While we know of the existence of neutrinos, not much is known about them. Neutrinos exist in huge numbers in the universe. That is why understanding neutrinos is directly relevant to our knowledge of the universe.
Now that it has been established that neutrinos have mass, we have a key to better understanding how mass is distributed in the universe. Neutrinos may also contribute to understanding why the universe is continuously expanding.
It sits on the similar scale as the discovery of the Higgs boson at the Large Hadron Collider at European Organization for Nuclear Research (CERN), and the future discoveries expected from the Square Kilometer Array (SKA) project.

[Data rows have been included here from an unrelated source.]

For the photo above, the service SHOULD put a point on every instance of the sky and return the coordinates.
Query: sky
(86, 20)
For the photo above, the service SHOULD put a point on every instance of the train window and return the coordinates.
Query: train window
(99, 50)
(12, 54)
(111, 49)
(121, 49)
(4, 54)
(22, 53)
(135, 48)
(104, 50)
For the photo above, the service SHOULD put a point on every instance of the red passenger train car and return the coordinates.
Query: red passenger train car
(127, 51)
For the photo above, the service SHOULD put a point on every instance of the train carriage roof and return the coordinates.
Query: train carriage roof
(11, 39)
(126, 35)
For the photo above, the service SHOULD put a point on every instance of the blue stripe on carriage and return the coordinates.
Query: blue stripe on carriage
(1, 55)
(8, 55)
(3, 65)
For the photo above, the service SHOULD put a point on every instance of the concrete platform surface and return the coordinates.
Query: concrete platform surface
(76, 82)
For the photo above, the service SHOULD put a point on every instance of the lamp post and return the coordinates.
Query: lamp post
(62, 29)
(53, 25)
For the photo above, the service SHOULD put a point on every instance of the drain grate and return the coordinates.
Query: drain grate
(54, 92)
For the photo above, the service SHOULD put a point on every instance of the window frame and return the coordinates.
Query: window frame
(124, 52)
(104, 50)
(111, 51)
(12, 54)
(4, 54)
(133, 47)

Any discovery in experimental science is the result of titanic efforts to overcome technological difficulties and challenges. When the neutrino was first postulated in 1930, many thought that it would be mission impossible to detect them, let alone to study its properties—such as its mass.
The relentless need to understand nature better forces scientists to innovate with which to push the boundaries of science and technology. The efforts exerted to demonstrate that neutrinos contain mass have bolstered science and technology in Canada and Japan. South Africa’s support of projects at CERN, the SKA, and other efforts already have a similar effect.
Boosting science and technology via large scientific projects brings the added value of human capacity development in high technology that South Africa is in so much need of.
What Are Neutrinos?
Before answering this question we need to backtrack a bit. Matter is made of atoms. Atoms are made of positively charged nuclei and negatively charged electrons traveling very fast around the nuclei.
The electromagnetic force holds the electrons in orbit around the nuclei because opposite electric charges attract each other. Nuclei are very heavy compared to electrons and are composed of protons and neutrons.
Neutrinos can be thought of cousins of the electrons, only neutral. Neutrinos share some of the properties of the electrons—for instance, the spin. There is one type of neutrino coupled to the electron, which is called electron neutrino. The electron has an antiparticle, the positron, which has positive electric charge. There is also an electron antineutrino.